Ballot Box

The best political buzz from around the web

Barack Obama 's infomercial has been widely well-received. The 30-minute spot was impeccably produced and part of a full-court press that the Democratic ticket has unleashed this week. If nothing else, talk of Obama's commercial -- pre- and post- -- have effectively taken up another two days of media coverage with five days remaining until the election. Can McCain recover? Today's buzz: 

  • Howard Wolfson wrote in the New Republic blog The Flack that the infomercial was a very effective closing argument that was well produced and effective in appealing to undecideds. Take-away: "At a time when the McCain campaign is doing everything it can to knock Sen. Obama off his game, it's another example of how and why that task is so difficult."
  • Obama's ad was slick but Billy Mays has more content when he's selling products on TV, wrote Cal Thomas in The Fox Forum. Take-away: "Barack Obama's expensive-looking infomercial was all about  government and nothing about you."
  • Obama's polished infomercial was a heartfelt appeal to voters that told a story of despair that reverberates across the nation, wrote John Nichols in the Nation. Take-away: "Obama's commercial is a thirty-minute slice of an American story that was crying out to be told .. and that Barack Obama heard."  
  • The infomercial was propagandistic in its effectiveness but it didn't backfire as many had feared it would, wrote Daniel Menaker in HuffPo.
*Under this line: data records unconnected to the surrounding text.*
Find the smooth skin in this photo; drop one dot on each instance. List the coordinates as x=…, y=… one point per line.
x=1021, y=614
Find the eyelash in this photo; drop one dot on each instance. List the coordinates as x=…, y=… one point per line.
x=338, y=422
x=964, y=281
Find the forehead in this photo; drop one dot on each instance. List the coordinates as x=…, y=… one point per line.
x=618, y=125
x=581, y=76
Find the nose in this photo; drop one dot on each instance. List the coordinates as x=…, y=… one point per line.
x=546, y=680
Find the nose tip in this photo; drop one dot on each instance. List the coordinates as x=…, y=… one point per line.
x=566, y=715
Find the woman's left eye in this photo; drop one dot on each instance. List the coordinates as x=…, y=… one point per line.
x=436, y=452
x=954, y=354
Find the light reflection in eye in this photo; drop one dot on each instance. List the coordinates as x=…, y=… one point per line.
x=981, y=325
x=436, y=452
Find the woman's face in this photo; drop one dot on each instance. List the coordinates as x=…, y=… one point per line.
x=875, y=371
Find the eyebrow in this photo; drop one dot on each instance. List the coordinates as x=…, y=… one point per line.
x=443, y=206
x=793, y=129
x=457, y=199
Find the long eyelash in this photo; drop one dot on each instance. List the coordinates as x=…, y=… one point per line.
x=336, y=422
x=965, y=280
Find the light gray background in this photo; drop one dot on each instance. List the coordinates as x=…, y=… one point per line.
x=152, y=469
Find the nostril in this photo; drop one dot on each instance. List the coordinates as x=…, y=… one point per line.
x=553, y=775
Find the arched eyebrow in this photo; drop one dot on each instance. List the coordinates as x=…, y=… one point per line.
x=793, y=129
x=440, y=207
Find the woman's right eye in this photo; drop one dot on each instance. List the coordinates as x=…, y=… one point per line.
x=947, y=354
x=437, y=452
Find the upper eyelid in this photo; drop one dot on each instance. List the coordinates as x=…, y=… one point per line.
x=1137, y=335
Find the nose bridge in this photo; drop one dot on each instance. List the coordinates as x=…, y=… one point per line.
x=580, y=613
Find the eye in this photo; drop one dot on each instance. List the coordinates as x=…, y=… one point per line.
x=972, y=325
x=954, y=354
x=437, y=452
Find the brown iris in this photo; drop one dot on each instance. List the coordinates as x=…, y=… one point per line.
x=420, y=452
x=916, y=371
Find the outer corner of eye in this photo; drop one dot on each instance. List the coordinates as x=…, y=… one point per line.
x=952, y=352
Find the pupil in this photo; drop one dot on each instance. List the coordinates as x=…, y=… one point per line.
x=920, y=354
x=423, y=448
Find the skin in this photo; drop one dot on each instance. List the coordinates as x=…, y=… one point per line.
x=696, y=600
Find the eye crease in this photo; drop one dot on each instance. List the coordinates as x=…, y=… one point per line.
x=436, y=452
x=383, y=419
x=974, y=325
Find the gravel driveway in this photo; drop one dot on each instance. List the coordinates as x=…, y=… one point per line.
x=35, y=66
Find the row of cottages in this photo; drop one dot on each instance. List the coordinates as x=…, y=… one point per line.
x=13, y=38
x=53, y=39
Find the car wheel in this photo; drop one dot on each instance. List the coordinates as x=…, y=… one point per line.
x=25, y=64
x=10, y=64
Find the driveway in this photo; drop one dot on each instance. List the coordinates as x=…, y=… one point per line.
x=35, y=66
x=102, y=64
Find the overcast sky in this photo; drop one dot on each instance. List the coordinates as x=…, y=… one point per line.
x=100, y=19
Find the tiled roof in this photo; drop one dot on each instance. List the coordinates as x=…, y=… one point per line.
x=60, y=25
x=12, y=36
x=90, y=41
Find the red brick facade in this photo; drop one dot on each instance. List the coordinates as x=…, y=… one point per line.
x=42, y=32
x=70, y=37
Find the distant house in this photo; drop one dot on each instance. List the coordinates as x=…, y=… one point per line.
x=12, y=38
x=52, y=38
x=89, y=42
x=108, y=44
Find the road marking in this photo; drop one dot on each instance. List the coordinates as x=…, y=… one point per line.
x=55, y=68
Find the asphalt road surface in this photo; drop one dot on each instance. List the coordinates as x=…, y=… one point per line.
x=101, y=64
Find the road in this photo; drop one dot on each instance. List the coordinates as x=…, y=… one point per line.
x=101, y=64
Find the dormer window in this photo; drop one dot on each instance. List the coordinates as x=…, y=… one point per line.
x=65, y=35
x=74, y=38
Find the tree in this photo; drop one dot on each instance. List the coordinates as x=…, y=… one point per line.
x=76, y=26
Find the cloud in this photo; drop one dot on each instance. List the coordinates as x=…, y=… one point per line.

Take-away: "Barack Obama may be a New Man for a New  Age -- I hope and even believe that he is -- but his way of winning this election, if he does, is sort of apotheosis of modern advertising and packaging and big-budget electioneering, with a touch of idolatrous fever."
  • Team McCain is relying on a lot more hope than Obama these days, wrote John Dickerson in Slate.  The McCain camp -- and its pollster -- believe it's possible to pull off a W on Nov. 4, but are they crazy? Take-away: "In McCain's most optimistic scenario, he loses a few Republican states like New Mexico, Nevada, Colorado and Iowa. He just has to hope that he doesn't lose too many of them."
  • What we've learned about McCain was that the infighting and poll numbers suggest is that he was unable to create a coherent philosophy and uninterested in managing a large enterprise, wrote David Broder in the WaPo. Take-away: "The shortcoming was intellectual as well as bureaucratic."